Question

If ${{3}^{rd}}$ term of an H.P. is 7 and \[{{7}^{th}}\] term of H.P. is 3 then \[{{10}^{th}}\] term is?
a) $\dfrac{3}{7}$
b) $\dfrac{21}{10}$
c) $\dfrac{10}{7}$
d) $\dfrac{3}{7}$

Answer 1

Hint: A harmonic progression or HP is a progression formed by taking the reciprocals of an arithmetic progression. So, the terms of HP can be given as:
$\dfrac{1}{a},\dfrac{1}{a+d},\dfrac{1}{a+2d},\dfrac{1}{a+3d},.....$where a is the first term and d is the common difference.
General formula for ${{n}^{th}}$ term of HP:
${{a}_{n}}=\dfrac{1}{a+\left( n-1 \right)d}$
Use the given formula and try to find the value of a and d from the given terms in the question and substitute to find the \[{{10}^{th}}\] term.

Complete step by step answer:
Since it is given in the question that ${{3}^{rd}}$ term of an H.P. is 7 and \[{{7}^{th}}\] term of H.P. is 3.
So, by using the general formula for HP we can write:
$\begin{align}
  & {{a}_{3}}=\dfrac{1}{a+2d}=7......(1) \\
 & {{a}_{7}}=\dfrac{1}{a+6d}=3......(2) \\
\end{align}$
We can rewrite equation (1) and (2) as:
$\begin{align}
  & a+2d=\dfrac{1}{7}......(3) \\
 & a+6d=\dfrac{1}{3}......(4) \\
\end{align}$
So, we have two equations in two variables.

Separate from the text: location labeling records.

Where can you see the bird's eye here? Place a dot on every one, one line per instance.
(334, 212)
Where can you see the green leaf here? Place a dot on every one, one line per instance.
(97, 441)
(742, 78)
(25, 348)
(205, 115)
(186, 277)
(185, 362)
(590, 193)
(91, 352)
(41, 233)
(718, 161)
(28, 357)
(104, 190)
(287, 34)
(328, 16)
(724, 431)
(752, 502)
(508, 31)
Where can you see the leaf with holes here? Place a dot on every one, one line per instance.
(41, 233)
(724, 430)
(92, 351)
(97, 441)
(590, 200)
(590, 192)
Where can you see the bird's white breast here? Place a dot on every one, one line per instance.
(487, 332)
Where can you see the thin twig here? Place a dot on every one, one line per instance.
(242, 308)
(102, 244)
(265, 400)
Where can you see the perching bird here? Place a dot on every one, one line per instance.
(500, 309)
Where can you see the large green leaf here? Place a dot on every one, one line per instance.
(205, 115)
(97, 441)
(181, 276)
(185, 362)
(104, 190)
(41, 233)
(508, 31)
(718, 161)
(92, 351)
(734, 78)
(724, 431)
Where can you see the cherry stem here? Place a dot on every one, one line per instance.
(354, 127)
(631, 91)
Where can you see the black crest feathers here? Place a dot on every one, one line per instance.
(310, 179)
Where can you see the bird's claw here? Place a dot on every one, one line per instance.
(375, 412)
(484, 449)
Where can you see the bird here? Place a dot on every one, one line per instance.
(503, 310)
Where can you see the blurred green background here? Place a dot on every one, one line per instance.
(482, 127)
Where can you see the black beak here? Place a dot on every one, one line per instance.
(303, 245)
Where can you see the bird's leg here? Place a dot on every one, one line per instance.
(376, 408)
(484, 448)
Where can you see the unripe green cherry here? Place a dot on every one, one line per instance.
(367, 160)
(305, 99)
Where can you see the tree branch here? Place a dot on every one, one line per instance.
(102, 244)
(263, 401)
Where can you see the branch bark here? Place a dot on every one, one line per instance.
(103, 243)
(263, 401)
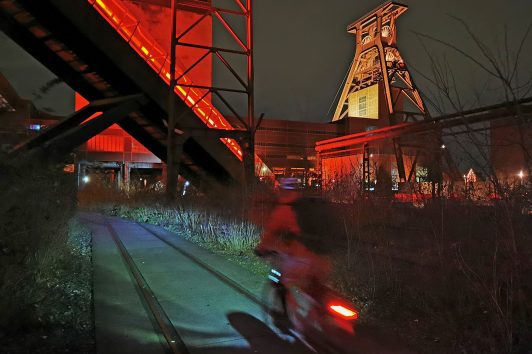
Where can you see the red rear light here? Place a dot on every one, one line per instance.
(342, 311)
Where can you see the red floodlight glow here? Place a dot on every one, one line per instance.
(343, 311)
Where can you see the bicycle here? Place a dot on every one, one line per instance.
(323, 322)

Solve the above equations to get the value of a and d.
Subtract equation (3) from equation (4), we get:
$\begin{align}
  & 4d=\dfrac{1}{3}-\dfrac{1}{7} \\
 & 4d=\dfrac{4}{21} \\
 & d=\dfrac{1}{21}......(5)
\end{align}$
Substitute the value of d in equation (3), we get:
$\begin{align}
  & a+2\left( \dfrac{1}{21} \right)=\dfrac{1}{7} \\
 & a=\dfrac{1}{7}-\dfrac{2}{21} \\
 & a=\dfrac{1}{21}......(6)
\end{align}$
Now, using the general formula, find the \[{{10}^{th}}\] term of HP.
$\begin{align}
  & {{a}_{10}}=\dfrac{1}{a+9d} \\
 & =\dfrac{1}{\dfrac{1}{21}+9\times \dfrac{1}{21}} \\
 & =\dfrac{21}{10}
\end{align}$

So, the correct answer is “Option B”.

Note: While dealing with harmonic progressions, always remember that harmonic progressions are reciprocal of arithmetic progression but not arithmetic progression itself. So, when we apply the general formula for ${{n}^{th}}$ term of harmonic progression, it is reciprocal of ${{n}^{th}}$ term of an arithmetic progression.
So, another way to solve the harmonic progression is to take the reciprocal of the given series and treat it as an arithmetic series.